Re: select_parallel test failure: gather sometimes losing tuples(maybe during rescans)? - Mailing list pgsql-hackers

From Thomas Munro
Subject Re: select_parallel test failure: gather sometimes losing tuples(maybe during rescans)?
Date
Msg-id CAEepm=2HmnTnCuYaWZvetRP3nsW1hMWtq+P8m+8pDh389in1wA@mail.gmail.com
Whole thread Raw
In response to Re: select_parallel test failure: gather sometimes losing tuples(maybe during rescans)?  (Tomas Vondra <tomas.vondra@2ndquadrant.com>)
Responses Re: select_parallel test failure: gather sometimes losing tuples(maybe during rescans)?  (Robert Haas <robertmhaas@gmail.com>)
List pgsql-hackers
On Mon, Mar 5, 2018 at 4:05 AM, Tomas Vondra
<tomas.vondra@2ndquadrant.com> wrote:
> On 03/04/2018 10:27 AM, Thomas Munro wrote:
>> I can fix it with the following patch, which writes XXX out to the log
>> where it would otherwise miss a final message sent just before
>> detaching with sufficiently bad timing/memory ordering.  This patch
>> isn't my proposed fix, it's just a demonstration of what's busted.
>> There could be a better way to structure things than this.
>
> I can confirm this resolves the issue for me.
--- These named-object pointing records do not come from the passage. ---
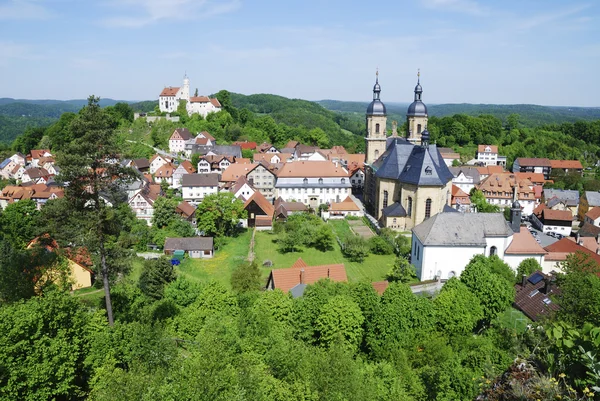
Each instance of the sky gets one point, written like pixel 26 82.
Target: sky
pixel 543 52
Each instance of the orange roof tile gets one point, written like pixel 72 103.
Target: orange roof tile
pixel 524 243
pixel 286 279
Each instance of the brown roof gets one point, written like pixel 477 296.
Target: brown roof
pixel 531 298
pixel 347 205
pixel 533 161
pixel 493 148
pixel 576 164
pixel 561 248
pixel 312 169
pixel 563 215
pixel 286 279
pixel 170 91
pixel 524 243
pixel 262 202
pixel 380 286
pixel 593 213
pixel 185 209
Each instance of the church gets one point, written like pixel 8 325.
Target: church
pixel 406 179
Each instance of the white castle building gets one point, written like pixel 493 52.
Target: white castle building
pixel 169 99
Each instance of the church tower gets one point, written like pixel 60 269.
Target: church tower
pixel 376 125
pixel 416 116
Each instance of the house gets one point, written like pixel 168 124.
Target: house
pixel 203 105
pixel 142 203
pixel 242 189
pixel 194 187
pixel 36 175
pixel 499 189
pixel 465 178
pixel 296 278
pixel 532 296
pixel 284 209
pixel 523 246
pixel 157 161
pixel 178 139
pixel 312 182
pixel 339 210
pixel 487 155
pixel 445 243
pixel 549 220
pixel 185 167
pixel 460 200
pixel 561 249
pixel 566 166
pixel 195 247
pixel 593 216
pixel 561 199
pixel 533 165
pixel 260 212
pixel 165 174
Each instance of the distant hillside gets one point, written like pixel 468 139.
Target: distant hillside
pixel 531 115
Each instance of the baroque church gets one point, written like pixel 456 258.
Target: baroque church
pixel 406 179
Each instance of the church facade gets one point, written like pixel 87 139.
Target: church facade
pixel 407 180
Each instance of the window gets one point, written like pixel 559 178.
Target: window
pixel 428 208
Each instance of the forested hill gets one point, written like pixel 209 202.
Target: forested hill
pixel 530 115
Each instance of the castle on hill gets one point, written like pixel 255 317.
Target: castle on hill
pixel 169 99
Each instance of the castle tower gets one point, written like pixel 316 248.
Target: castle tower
pixel 416 116
pixel 376 125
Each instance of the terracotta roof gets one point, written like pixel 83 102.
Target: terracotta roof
pixel 533 162
pixel 311 169
pixel 236 170
pixel 562 215
pixel 380 286
pixel 262 202
pixel 286 279
pixel 524 243
pixel 347 205
pixel 493 148
pixel 531 298
pixel 170 91
pixel 575 164
pixel 560 249
pixel 593 213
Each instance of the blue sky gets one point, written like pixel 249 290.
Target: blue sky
pixel 469 51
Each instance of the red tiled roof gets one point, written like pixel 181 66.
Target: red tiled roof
pixel 286 279
pixel 524 243
pixel 575 164
pixel 170 91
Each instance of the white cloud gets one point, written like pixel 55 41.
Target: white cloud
pixel 144 12
pixel 462 6
pixel 24 9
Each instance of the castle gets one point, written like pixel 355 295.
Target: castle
pixel 169 99
pixel 406 179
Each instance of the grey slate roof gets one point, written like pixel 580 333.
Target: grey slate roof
pixel 394 210
pixel 593 198
pixel 189 244
pixel 570 197
pixel 462 229
pixel 200 180
pixel 412 164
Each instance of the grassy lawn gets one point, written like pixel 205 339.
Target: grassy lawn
pixel 373 268
pixel 218 268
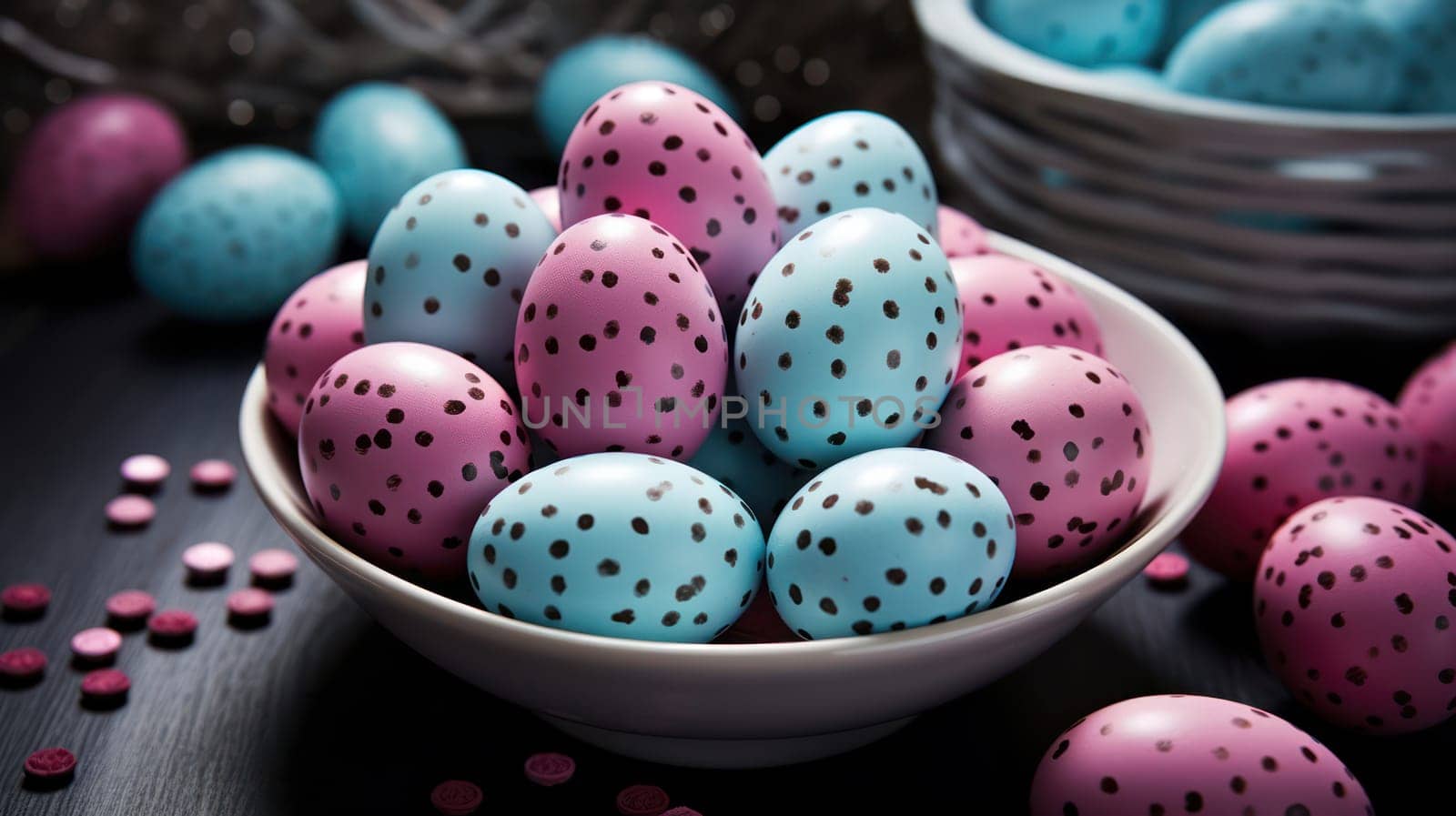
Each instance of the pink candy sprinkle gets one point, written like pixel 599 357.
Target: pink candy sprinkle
pixel 130 609
pixel 50 765
pixel 208 559
pixel 1167 569
pixel 106 687
pixel 213 475
pixel 22 665
pixel 145 470
pixel 456 798
pixel 98 645
pixel 273 566
pixel 642 801
pixel 25 599
pixel 249 604
pixel 130 511
pixel 550 769
pixel 172 624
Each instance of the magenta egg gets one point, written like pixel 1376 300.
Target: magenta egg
pixel 619 342
pixel 1293 442
pixel 89 169
pixel 1429 402
pixel 1065 437
pixel 662 152
pixel 550 201
pixel 319 323
pixel 400 447
pixel 1354 602
pixel 1183 754
pixel 1012 303
pixel 960 235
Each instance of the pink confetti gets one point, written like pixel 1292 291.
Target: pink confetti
pixel 213 475
pixel 172 626
pixel 25 599
pixel 273 568
pixel 1168 569
pixel 98 645
pixel 106 687
pixel 130 511
pixel 550 769
pixel 50 765
pixel 22 665
pixel 207 560
pixel 642 801
pixel 130 609
pixel 145 470
pixel 249 605
pixel 456 798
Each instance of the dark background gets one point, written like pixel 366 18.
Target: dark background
pixel 324 711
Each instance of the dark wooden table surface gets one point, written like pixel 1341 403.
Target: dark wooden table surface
pixel 322 711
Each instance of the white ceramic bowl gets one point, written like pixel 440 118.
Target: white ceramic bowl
pixel 768 704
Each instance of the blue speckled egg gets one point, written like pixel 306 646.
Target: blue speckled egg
pixel 888 540
pixel 846 160
pixel 1183 16
pixel 733 454
pixel 229 239
pixel 1320 54
pixel 378 140
pixel 449 267
pixel 1082 32
pixel 1426 34
pixel 619 544
pixel 586 72
pixel 854 333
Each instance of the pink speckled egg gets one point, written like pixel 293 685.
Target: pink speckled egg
pixel 1179 754
pixel 1429 402
pixel 1354 602
pixel 319 323
pixel 1292 442
pixel 1065 437
pixel 1011 303
pixel 89 169
pixel 960 235
pixel 619 342
pixel 662 152
pixel 400 447
pixel 550 201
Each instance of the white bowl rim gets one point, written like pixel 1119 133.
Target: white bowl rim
pixel 268 478
pixel 957 26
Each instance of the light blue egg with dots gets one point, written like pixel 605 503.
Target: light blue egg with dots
pixel 449 267
pixel 1426 34
pixel 1184 16
pixel 619 544
pixel 733 454
pixel 1081 32
pixel 846 160
pixel 586 72
pixel 890 540
pixel 1317 54
pixel 849 339
pixel 378 140
pixel 235 235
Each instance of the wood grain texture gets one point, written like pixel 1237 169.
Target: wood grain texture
pixel 325 713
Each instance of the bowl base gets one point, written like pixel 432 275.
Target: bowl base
pixel 727 752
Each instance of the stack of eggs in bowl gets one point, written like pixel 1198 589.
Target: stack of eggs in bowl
pixel 561 439
pixel 1281 166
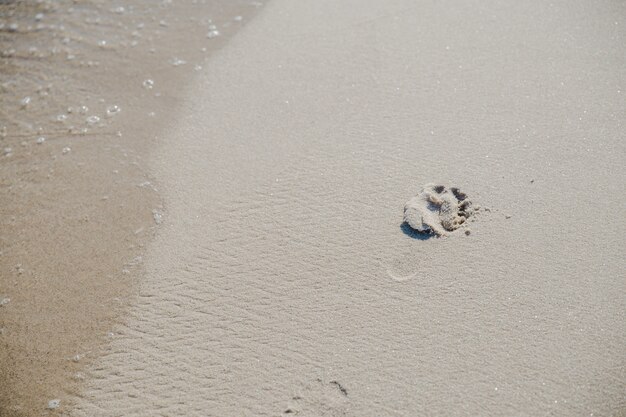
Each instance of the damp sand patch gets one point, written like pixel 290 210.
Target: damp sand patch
pixel 438 210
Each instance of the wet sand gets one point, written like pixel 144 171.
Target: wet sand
pixel 281 281
pixel 86 90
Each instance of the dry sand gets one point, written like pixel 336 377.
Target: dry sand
pixel 281 281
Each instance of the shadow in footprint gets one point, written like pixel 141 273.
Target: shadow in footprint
pixel 414 234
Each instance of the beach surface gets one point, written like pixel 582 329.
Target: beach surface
pixel 281 280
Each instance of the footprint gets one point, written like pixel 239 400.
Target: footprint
pixel 319 399
pixel 437 210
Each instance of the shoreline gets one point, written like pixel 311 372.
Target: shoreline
pixel 272 288
pixel 80 204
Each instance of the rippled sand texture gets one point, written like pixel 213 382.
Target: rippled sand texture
pixel 86 87
pixel 270 288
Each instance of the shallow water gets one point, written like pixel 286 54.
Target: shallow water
pixel 85 90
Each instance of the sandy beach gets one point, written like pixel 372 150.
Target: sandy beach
pixel 276 276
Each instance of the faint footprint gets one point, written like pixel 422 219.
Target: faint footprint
pixel 437 210
pixel 319 399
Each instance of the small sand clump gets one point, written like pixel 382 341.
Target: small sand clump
pixel 437 209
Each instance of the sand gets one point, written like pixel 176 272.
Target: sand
pixel 77 200
pixel 281 281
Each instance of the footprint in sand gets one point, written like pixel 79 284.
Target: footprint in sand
pixel 437 210
pixel 319 399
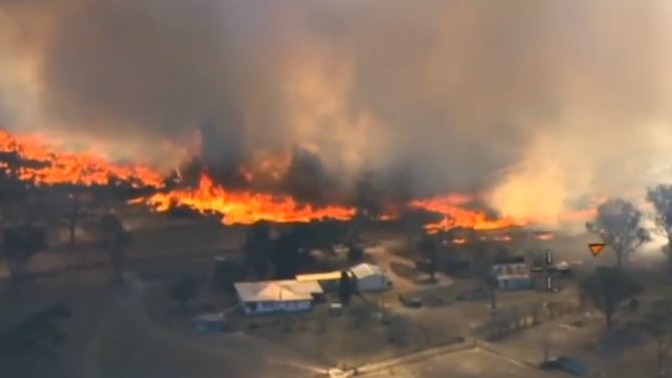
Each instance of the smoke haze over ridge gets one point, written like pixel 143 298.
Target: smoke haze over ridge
pixel 539 101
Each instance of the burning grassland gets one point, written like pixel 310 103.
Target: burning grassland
pixel 291 189
pixel 35 159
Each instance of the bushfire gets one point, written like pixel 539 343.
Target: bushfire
pixel 244 207
pixel 44 163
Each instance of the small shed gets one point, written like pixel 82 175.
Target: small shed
pixel 327 280
pixel 210 323
pixel 370 277
pixel 513 274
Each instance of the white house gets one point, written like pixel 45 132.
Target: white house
pixel 268 297
pixel 370 277
pixel 327 280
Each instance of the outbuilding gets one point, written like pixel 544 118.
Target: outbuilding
pixel 513 275
pixel 370 277
pixel 327 280
pixel 267 297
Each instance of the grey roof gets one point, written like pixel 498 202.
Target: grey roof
pixel 276 291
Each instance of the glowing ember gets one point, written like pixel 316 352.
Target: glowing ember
pixel 455 216
pixel 56 167
pixel 241 207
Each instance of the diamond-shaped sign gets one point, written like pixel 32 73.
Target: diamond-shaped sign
pixel 596 248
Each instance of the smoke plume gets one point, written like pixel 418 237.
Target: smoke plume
pixel 535 102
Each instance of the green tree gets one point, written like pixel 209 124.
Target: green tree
pixel 656 322
pixel 618 224
pixel 607 288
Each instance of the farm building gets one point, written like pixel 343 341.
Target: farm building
pixel 370 277
pixel 512 275
pixel 328 280
pixel 267 297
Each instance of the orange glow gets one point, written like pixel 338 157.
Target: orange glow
pixel 58 167
pixel 455 216
pixel 544 237
pixel 242 207
pixel 460 241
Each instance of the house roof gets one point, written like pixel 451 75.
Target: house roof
pixel 325 276
pixel 277 291
pixel 366 270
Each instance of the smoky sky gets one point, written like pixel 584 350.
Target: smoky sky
pixel 537 101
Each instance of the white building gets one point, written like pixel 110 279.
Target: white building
pixel 268 297
pixel 370 277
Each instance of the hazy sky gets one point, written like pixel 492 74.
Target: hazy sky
pixel 539 101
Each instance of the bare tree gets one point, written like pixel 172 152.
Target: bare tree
pixel 19 244
pixel 618 224
pixel 483 264
pixel 607 287
pixel 429 247
pixel 114 239
pixel 661 199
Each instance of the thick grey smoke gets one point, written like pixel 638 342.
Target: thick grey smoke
pixel 569 96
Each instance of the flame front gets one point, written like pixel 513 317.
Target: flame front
pixel 58 167
pixel 456 216
pixel 242 207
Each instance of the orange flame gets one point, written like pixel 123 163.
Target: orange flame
pixel 456 216
pixel 59 167
pixel 242 207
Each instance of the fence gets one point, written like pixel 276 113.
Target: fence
pixel 515 320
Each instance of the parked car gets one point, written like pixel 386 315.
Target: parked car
pixel 411 302
pixel 472 295
pixel 568 365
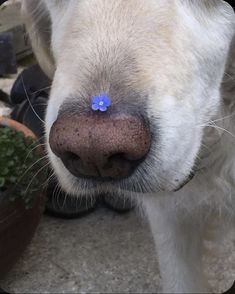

Before the patch, I've
> seen 112 failures in ~11500 runs. With the patch I saw 0 failures, but
> about 100 messages XXX in the log.
>
> So my conclusion is that your analysis is likely correct.

Thanks!  Here are a couple of patches.  I'm not sure which I prefer.
The "pessimistic" one looks simpler and is probably the way to go, but
the "optimistic" one avoids doing an extra read until it has actually
run out of data and seen mq_detached == true.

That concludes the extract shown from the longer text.